With self-described Democratic Socialist Senator Bernie Sanders of Vermont taking another major step toward securing the Democratic 2020 presidential nomination Saturday — with a decisive win in the Nevada caucus vote — new questions have arisen about whether Sanders is capable of defeating Donald Trump in the November general election.
Now, a leading election forecaster has echoed those concerns, saying that while Sanders will win most “blue” states — those that have reliably supported Democrats in recent elections — he will “probably” come “nowhere near” accumulating the 270 Electoral College votes required to win the presidency.
On Saturday, MSNBC anchor Chris Matthews saw a Trump victory over Sanders as so inevitable that he compared the 78-year-old Vermont senator’s Nevada victory to the French s urrender under a Nazi invasion in 1940, during World War II. Matthews’ awkward analogy was intended to mean that nominating Sanders would constitute an effective surrender of the 2020 election to Trump, on the Democrats’ part.

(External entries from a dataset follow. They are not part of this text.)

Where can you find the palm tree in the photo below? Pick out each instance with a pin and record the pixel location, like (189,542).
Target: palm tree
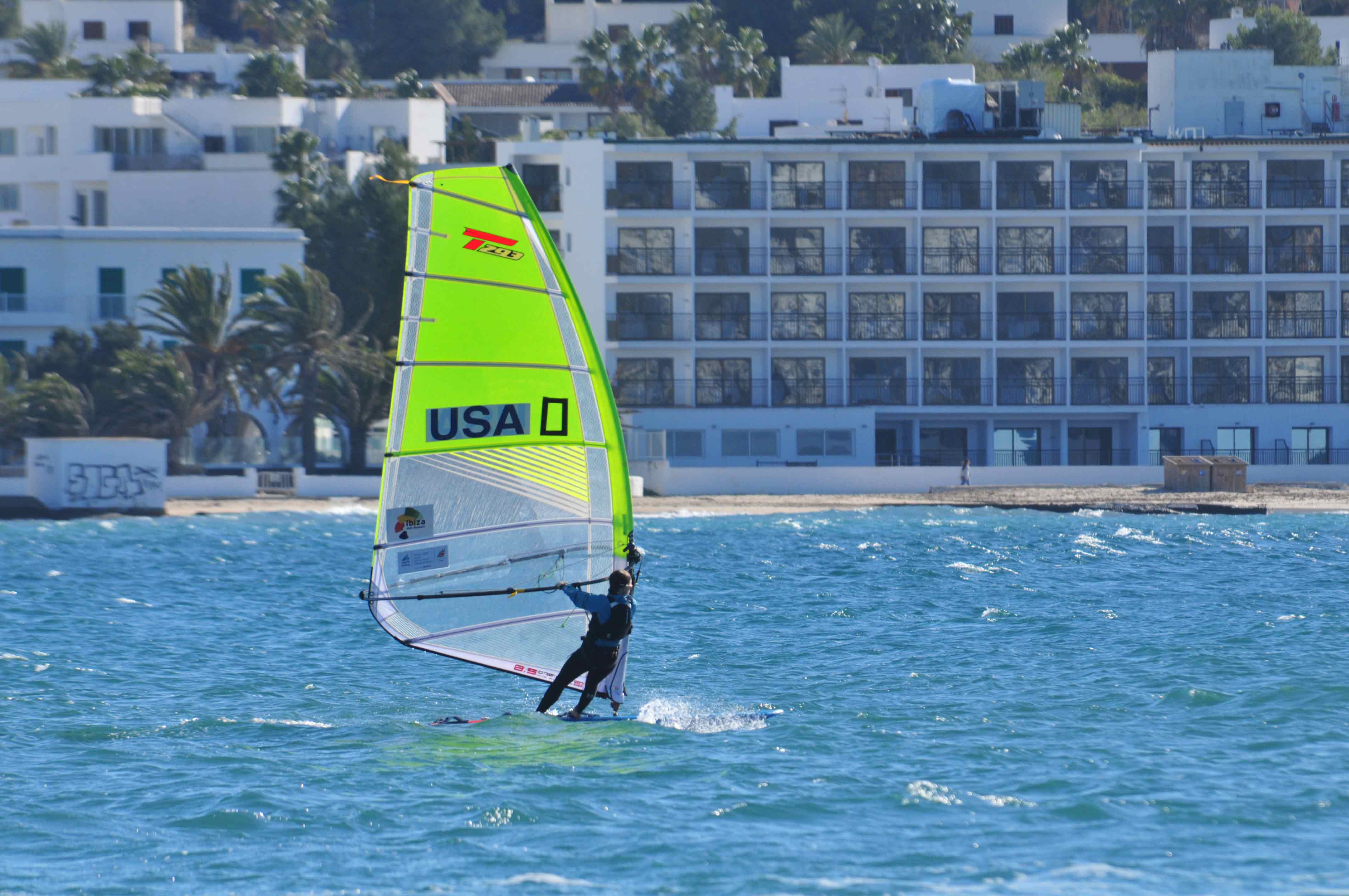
(358,395)
(831,41)
(600,75)
(297,328)
(48,45)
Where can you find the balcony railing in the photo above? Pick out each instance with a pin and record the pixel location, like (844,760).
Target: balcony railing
(1225,195)
(804,262)
(1046,456)
(653,393)
(1229,260)
(1100,458)
(1227,390)
(649,327)
(806,326)
(1027,326)
(1031,261)
(1166,193)
(807,393)
(1225,324)
(1301,390)
(883,326)
(953,326)
(733,327)
(1291,260)
(1030,195)
(957,261)
(732,392)
(1106,261)
(1031,392)
(882,262)
(730,196)
(648,262)
(806,195)
(883,392)
(1106,193)
(1302,193)
(730,262)
(883,195)
(957,195)
(1088,326)
(1167,326)
(958,392)
(1170,390)
(1172,260)
(1301,324)
(1108,390)
(645,195)
(157,162)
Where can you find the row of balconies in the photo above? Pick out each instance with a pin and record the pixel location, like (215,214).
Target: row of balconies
(976,261)
(742,392)
(971,326)
(961,195)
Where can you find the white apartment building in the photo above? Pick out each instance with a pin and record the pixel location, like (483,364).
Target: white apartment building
(1020,301)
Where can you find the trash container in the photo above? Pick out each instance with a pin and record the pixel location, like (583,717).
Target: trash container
(1186,474)
(1229,474)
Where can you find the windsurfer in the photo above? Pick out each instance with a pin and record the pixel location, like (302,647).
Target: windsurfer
(612,621)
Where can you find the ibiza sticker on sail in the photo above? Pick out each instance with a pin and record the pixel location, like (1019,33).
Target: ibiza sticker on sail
(411,524)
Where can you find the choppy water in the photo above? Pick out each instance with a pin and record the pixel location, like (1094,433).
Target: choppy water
(977,702)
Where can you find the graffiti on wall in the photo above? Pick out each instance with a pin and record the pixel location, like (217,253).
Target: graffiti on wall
(110,484)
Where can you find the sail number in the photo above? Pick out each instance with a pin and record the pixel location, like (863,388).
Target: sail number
(490,422)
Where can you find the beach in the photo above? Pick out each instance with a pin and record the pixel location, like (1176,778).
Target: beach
(1286,498)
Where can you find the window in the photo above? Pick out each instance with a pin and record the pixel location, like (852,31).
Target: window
(950,250)
(683,443)
(250,280)
(799,381)
(800,316)
(749,443)
(1100,185)
(798,250)
(798,184)
(645,250)
(877,250)
(722,184)
(1294,250)
(877,185)
(254,139)
(1100,250)
(825,443)
(877,316)
(725,382)
(724,316)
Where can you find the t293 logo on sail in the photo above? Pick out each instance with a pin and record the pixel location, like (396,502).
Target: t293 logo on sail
(493,422)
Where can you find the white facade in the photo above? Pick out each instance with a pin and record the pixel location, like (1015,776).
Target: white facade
(566,26)
(1335,30)
(1243,94)
(772,301)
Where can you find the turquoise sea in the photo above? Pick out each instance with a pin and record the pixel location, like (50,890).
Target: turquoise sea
(976,702)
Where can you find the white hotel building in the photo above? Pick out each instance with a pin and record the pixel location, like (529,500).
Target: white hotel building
(844,295)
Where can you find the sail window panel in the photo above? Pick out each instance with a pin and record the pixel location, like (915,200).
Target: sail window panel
(488,324)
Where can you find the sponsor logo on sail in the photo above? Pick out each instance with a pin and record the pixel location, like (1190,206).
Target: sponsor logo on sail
(491,245)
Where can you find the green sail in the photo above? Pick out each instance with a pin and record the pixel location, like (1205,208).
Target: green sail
(505,465)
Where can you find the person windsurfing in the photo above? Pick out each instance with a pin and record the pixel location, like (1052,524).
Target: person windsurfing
(610,624)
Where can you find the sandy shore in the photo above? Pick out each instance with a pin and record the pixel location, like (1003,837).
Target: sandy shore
(1300,498)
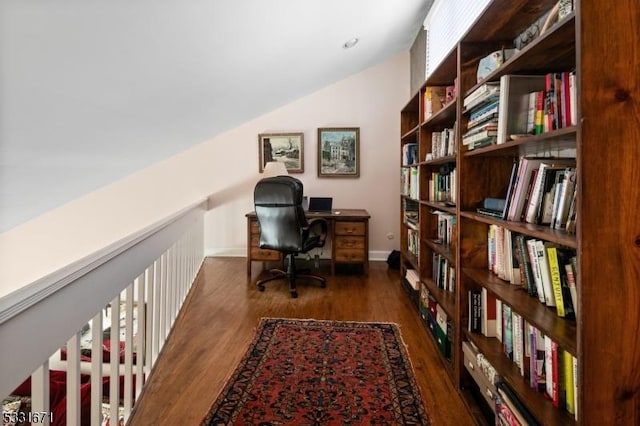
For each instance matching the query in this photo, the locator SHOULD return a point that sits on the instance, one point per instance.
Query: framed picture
(339, 152)
(287, 148)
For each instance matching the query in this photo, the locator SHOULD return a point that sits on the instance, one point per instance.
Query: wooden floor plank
(222, 311)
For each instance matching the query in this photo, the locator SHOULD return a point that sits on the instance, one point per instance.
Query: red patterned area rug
(308, 372)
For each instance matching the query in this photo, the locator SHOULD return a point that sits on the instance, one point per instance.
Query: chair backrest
(278, 206)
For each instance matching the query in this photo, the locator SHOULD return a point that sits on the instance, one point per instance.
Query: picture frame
(339, 152)
(284, 147)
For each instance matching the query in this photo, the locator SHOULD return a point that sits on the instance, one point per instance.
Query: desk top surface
(335, 214)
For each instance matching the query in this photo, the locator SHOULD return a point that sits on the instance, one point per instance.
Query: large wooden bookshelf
(600, 42)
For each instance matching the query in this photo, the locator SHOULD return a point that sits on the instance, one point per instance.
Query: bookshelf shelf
(445, 298)
(544, 232)
(442, 249)
(550, 142)
(545, 319)
(546, 413)
(604, 246)
(445, 116)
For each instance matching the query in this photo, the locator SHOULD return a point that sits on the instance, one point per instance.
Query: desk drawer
(255, 240)
(262, 254)
(349, 256)
(255, 227)
(349, 228)
(343, 242)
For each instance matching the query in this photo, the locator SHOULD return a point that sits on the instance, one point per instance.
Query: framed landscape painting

As Atlantic Monthly reported, there appear to be strong parallels between a matchup between Sanders and Trump, and the 1972 presidential election that pitted incumbent Republican Richard Nixon against George McGovern, a liberal Democrat from South Dakota. McGovern advocated many of the same “progressive” policies that are at the center of Sanders’ campaign. Such policies include universal single-payer health care, sharp tax increases on the wealthiest Americans, and a federal jobs guarantee program.
Nixon ended up winning the 1972 election in a massive landslide, with a 23 percentage point popular vote margin, and an Electoral College win of 520-17. McGovern carried only one of the 50 states — Massachusetts.
On Saturday, leading election forecaster Larry Sabato of the University of Virginia Center for Politics — and editor of the popular political newsletter Larry Sabato’s Crystal Ball — said that Democrats should not fear a Nixon-McGovern style wipeout if they choose Sanders to run against Trump.
But Sanders will lose anyway, he said.
“A Dem defeat in November won’t be nearly as bad as in 1972,” Sabato wrote on his Twitter account. “Intense permanent opposition to Trump will keep most Blue states Blue, though probably nowhere near 270 Electoral Votes.”
Sabato also warned that Democrats should watch out for “early hints” of possible runs by Independent or “third party” candidates in the general election. Such candidates would likely help Trump by causing a “fractured vote” among potential Sanders voters, Sabato said.
In 2016, despite winning the popular vote by nearly 3 million, Democrat Hillary Clinton lost the Electoral College vote to Trump, coming 38 votes short of the 270 mark, according to 270ToWin.com . For Sanders to win the presidency, he would need to hold all of Clinton’s “blue” states, plus put together a combination of states that would give him at least 38 additional Electoral Votes.